CO: Quando a gente é professor tem que trabalhar com programas, infelizmente. Eu gosto de literatura, de Quinhentismo, Barroco – não é a toa que eu dou aula disso tudo, porque eu realmente gosto, mas eu sempre tento colocar comparações. Por exemplo, pego um quinentismo da vida, aí você mostra um filme, uma outra mídia; isso é legal. Começar mostrando como nasceram as pinturas dessa época para depois partir para a literatura; isso é uma comparação que acaba me deixando mais confortável para dar aula.
Mostra o realismo que existia a critica à sociedade dentro da literatura realista.
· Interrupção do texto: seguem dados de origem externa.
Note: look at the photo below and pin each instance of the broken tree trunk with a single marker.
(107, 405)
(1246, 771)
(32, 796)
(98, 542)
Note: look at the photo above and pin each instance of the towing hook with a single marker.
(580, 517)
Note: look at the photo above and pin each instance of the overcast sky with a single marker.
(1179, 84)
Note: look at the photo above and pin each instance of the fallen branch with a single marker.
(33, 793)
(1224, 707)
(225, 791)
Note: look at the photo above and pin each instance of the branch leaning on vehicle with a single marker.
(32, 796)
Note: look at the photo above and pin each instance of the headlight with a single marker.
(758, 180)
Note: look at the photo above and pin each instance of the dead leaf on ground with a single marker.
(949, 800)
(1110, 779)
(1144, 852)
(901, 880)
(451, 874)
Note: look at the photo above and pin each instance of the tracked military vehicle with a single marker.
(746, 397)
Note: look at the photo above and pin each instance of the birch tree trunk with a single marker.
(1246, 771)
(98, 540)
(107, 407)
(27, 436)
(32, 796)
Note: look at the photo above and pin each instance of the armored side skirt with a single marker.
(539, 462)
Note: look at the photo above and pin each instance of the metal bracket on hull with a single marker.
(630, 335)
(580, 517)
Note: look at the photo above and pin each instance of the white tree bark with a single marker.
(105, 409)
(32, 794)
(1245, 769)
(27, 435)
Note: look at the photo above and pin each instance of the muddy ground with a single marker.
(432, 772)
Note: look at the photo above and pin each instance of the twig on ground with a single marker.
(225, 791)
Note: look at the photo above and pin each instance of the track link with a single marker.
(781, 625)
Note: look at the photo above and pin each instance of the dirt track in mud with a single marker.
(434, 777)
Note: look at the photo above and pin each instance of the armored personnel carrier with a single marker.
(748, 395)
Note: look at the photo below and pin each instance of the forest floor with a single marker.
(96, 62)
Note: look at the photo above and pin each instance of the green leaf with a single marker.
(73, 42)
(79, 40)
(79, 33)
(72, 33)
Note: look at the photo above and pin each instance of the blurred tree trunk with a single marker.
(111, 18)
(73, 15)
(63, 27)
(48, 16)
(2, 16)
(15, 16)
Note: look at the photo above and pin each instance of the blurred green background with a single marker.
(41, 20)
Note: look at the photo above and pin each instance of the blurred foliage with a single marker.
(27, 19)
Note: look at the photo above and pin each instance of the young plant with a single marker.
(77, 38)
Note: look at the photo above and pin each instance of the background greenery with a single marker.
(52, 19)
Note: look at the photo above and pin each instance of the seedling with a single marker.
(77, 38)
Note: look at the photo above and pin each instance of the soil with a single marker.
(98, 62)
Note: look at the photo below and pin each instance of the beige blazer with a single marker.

Daí eu mostro “o que hoje em dia também é uma crítica à sociedade na vida de hoje?” – o rap – então, pode falar que o rap funciona como o realismo funcionava na época do século XIX.
Você acha correta essa ordem imposta pelo programa ou mudaria?
CO: É correto porque ninguém teve coragem de mudar ainda, na verdade. O cara acha que até hoje é importante falar sobre orações subordinadas, mas não é. Têm propostas nos programas que são inúteis de serem trabalhados, óbvio que é uma opinião pessoal, mas isso passa por discussões e sempre acaba continuando. Eu pego o programa e na maior parte das vezes já sei decorado. O maior problema de professor em trabalhar numa escola, independente de ser privada ou publica, é a falta de autonomia. Se você recebesse um programa geral ou se cada professor criasse seu próprio programa, seria uma coisa muito mais produtiva, talvez, para o professor –claro que isso é delicado também, imagina pegar um professor de História de direita…Vai ser complicada a aula do cara – mas tentar achar um meio termo disso, eu acho mais importante. Programa de aula é complicado, mas já que existem limites, vamos tentar trabalhar livre dentro deles.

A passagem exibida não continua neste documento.